NAMO-LLM: Efficient Navigation Among Movable Obstacles with Large Language Model Guidance
Yuqing Zhang, Yiannis Kantaros
TL;DR
NAMO-LLM tackles the challenging NAMO problem by integrating a non-uniform, LLM-guided sampling strategy into a sampling-based planner, enabling efficient planning in environments with many movable obstacles. The approach preserves probabilistic completeness and demonstrates substantial runtime improvements and higher-quality plans compared to baselines and pure LLM planners. Key contributions include the LLM-guided sampling framework, a prompting scheme to elicit obstacle relocation recommendations, and rigorous probabilistic completeness proofs. Practical validation shows strong performance in simulation and a real-world TurtleBot3 hardware demonstration, suggesting significant impact for robot manipulation in cluttered, dynamic environments.
Abstract
Several planners have been proposed to compute robot paths that reach desired goal regions while avoiding obstacles. However, these methods fail when all pathways to the goal are blocked. In such cases, the robot must reason about how to reconfigure the environment to access task-relevant regions - a problem known as Navigation Among Movable Objects (NAMO). While various solutions to this problem have been developed, they often struggle to scale to highly cluttered environments.
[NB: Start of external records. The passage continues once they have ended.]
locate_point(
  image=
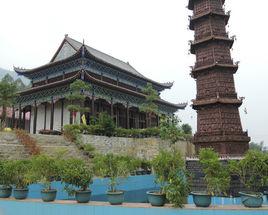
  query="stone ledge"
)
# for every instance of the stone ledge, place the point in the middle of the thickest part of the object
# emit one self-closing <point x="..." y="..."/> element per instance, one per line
<point x="142" y="205"/>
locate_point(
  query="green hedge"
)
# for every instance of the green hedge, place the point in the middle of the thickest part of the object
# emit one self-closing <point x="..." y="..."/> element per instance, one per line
<point x="117" y="132"/>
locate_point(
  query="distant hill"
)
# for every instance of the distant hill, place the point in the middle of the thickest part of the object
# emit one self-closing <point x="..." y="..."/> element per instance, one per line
<point x="3" y="72"/>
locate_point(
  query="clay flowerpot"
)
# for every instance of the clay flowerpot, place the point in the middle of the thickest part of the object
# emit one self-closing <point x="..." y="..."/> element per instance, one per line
<point x="115" y="198"/>
<point x="201" y="199"/>
<point x="48" y="195"/>
<point x="251" y="199"/>
<point x="5" y="191"/>
<point x="20" y="193"/>
<point x="156" y="198"/>
<point x="82" y="196"/>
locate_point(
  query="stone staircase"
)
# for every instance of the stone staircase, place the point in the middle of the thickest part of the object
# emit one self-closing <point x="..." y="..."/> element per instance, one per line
<point x="54" y="144"/>
<point x="10" y="147"/>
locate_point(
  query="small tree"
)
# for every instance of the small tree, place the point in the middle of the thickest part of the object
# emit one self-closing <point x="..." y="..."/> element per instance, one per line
<point x="45" y="170"/>
<point x="217" y="175"/>
<point x="6" y="173"/>
<point x="21" y="173"/>
<point x="170" y="129"/>
<point x="252" y="170"/>
<point x="77" y="98"/>
<point x="8" y="91"/>
<point x="256" y="146"/>
<point x="187" y="129"/>
<point x="75" y="172"/>
<point x="171" y="175"/>
<point x="112" y="166"/>
<point x="149" y="106"/>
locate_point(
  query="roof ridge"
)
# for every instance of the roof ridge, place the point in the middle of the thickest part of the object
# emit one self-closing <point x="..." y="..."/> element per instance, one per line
<point x="102" y="52"/>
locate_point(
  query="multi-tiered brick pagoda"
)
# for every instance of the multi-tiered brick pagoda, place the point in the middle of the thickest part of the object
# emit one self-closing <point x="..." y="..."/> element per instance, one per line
<point x="216" y="103"/>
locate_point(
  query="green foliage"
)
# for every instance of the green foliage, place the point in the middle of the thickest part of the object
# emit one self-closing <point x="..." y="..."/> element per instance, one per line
<point x="164" y="164"/>
<point x="112" y="166"/>
<point x="177" y="189"/>
<point x="20" y="170"/>
<point x="256" y="146"/>
<point x="217" y="175"/>
<point x="45" y="169"/>
<point x="186" y="128"/>
<point x="6" y="173"/>
<point x="71" y="132"/>
<point x="252" y="170"/>
<point x="171" y="175"/>
<point x="170" y="129"/>
<point x="75" y="172"/>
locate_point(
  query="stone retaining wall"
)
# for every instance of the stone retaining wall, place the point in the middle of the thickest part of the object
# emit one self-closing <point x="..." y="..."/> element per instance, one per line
<point x="141" y="147"/>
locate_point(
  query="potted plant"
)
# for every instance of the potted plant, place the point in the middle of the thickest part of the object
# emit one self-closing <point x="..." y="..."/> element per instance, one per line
<point x="5" y="179"/>
<point x="217" y="177"/>
<point x="171" y="176"/>
<point x="253" y="174"/>
<point x="75" y="173"/>
<point x="45" y="170"/>
<point x="20" y="178"/>
<point x="115" y="168"/>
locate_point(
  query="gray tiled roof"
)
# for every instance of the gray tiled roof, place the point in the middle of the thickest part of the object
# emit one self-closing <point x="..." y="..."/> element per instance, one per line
<point x="105" y="57"/>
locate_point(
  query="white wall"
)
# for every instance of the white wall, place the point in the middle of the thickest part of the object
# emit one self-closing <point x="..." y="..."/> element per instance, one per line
<point x="40" y="118"/>
<point x="57" y="116"/>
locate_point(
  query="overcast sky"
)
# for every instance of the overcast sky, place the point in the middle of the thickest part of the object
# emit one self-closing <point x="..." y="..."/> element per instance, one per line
<point x="151" y="34"/>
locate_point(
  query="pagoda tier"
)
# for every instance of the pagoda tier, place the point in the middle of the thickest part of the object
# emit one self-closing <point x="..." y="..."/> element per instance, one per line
<point x="218" y="120"/>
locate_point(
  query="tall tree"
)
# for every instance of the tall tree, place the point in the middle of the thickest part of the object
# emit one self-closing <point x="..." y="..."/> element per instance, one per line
<point x="149" y="106"/>
<point x="8" y="91"/>
<point x="77" y="98"/>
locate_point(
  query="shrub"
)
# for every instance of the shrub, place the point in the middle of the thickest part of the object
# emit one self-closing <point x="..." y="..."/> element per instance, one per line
<point x="71" y="132"/>
<point x="217" y="176"/>
<point x="21" y="173"/>
<point x="29" y="143"/>
<point x="6" y="173"/>
<point x="171" y="175"/>
<point x="75" y="172"/>
<point x="170" y="129"/>
<point x="45" y="169"/>
<point x="49" y="132"/>
<point x="112" y="166"/>
<point x="252" y="170"/>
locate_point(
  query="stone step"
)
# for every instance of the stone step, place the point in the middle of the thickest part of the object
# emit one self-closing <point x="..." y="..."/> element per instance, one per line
<point x="13" y="151"/>
<point x="51" y="140"/>
<point x="55" y="144"/>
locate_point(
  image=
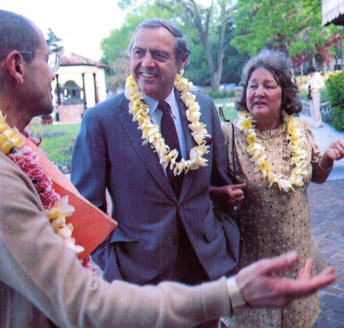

To address this, we propose NAMO-LLM, a sampling-based planner that searches over robot and obstacle configurations to compute feasible plans specifying which obstacles to move, where, and in what order. Its key novelty is a non-uniform sampling strategy guided by Large Language Models (LLMs) biasing the tree construction toward directions more likely to yield a solution. We show that NAMO-LLM is probabilistically complete and demonstrate through experiments that it efficiently scales to cluttered environments, outperforming related works in both runtime and plan quality.